Mari kita garis bawahi kata ‘mencerminkan citra
Kristus’. Sama halnya
dengan sesuatu yang akan ditonjokan,
diperlihatkan atau digambarkan tentang Kristus bagi sesama manusia. Terutama ketika kita memaknai
peristiwa kebangkitan Kristus (Paskah). Seperti kita ketahui bersama bahwa inti dari
iman Kristen adalah kebangkitan Kristus. Ini merupakan sebuah pengakuan iman orang-orang percaya. Khususnya pada bagian
Alkitab 1 Korintus 15:20-28 yang menekankan kebangkitan Kristus sebagai yang
sulung. Artinya
kebangkitan Kristus adalah yang pertama
bangkit dari antara orang mati.
Dalam tradisi Perjanjian Lama berkas pertama yang dituai harus dipersembahkan
dalam korban satu hari setelah sabat yang jatuh setelah hari Paskah. Paulus
menulis surat ini dengan tujuan untuk menjangkau orang-orang Korintus pada
perayaan Paskah Kristen (1Kor. 5:7,8). Gelar ‘sulung’ memiliki arti lebih utama
dari segala yang diciptakan. Hal ini dapat dianalogikan seperti orang memanen hasil tanaman yang
pertama dipersembahkan bagi Allah. Sebab hasil panen yang pertama dianggap
sebagai buah yang berkualitas.
Sama halnya dengan
Kristus. Ia menjadi
tuaian pertama dari kehidupan sebagai akibat dari ketidaktaatan manusia.
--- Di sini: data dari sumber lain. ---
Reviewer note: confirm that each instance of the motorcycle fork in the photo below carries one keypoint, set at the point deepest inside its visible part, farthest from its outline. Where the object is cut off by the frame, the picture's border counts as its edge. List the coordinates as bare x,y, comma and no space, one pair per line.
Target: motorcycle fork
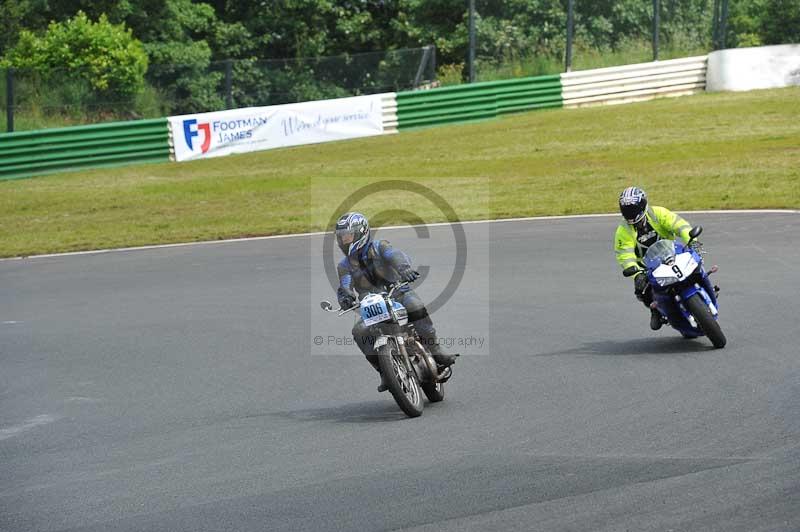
427,359
401,347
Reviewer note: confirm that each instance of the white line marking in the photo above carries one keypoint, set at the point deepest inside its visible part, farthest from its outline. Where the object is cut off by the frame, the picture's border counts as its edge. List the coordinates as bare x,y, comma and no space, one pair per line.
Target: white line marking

Olehnya itu, Kristus digambarkan sebagai anak yang taat terhadap kehendak BapaNya.
Ketidaktaatan manusia kepada Allah yang disebut sebagai dosa yang berunjung
pada maut tidak hanya berkaitan dengan kematian secara fisik melainkan kematian
secara rohani. Maka melalui kebangkitan Kristus, kita mengalami persekutuan
dengan Allah. Kita kembali dikukuhkan sebagai manusia baru. Manusia yang
menaruh seluruh totalitas hidup bagi Allah. Berarti hidup kita adalah hidup
yang berpengharapan.
Coba bayangkan Kristus
digambarkan sebagai Anak Allah yang sangat dikasih dikorbankan untuk menebus
dosa manusia. Lalu bagaimana dengan manusia yang sering disebut juga sebagai
anak-anak Allah. Anak-anak yang tidak lain adalah cara hidupnya mencerminkan
citra Kristus. Apakah kita harus saling melukai? Saling mempertahankan ego
ketika terjadi kesalapahaman? Tentu tidak! Sebagaimana Kristus menjadi tuaian pertama dari
kehidupan maka tanggungjawab kita sebagai pengikut-pengikut-Nya juga harus
melakukan hal yang sama. Artinya hidup kita juga harus dipersembahkan bagi
Allah dengan cara menolong sesama ciptaan.
Dengan demikian, hidup
kita bukan untuk diri sendiri melainkan juga bagi sesama ciptaan yang
membutuhkan pertolongan. Di sinilah letak cara hidup yang berkualitas. Melalui kehadiran
kita orang lain dapat merasakan kehadiran Kristus.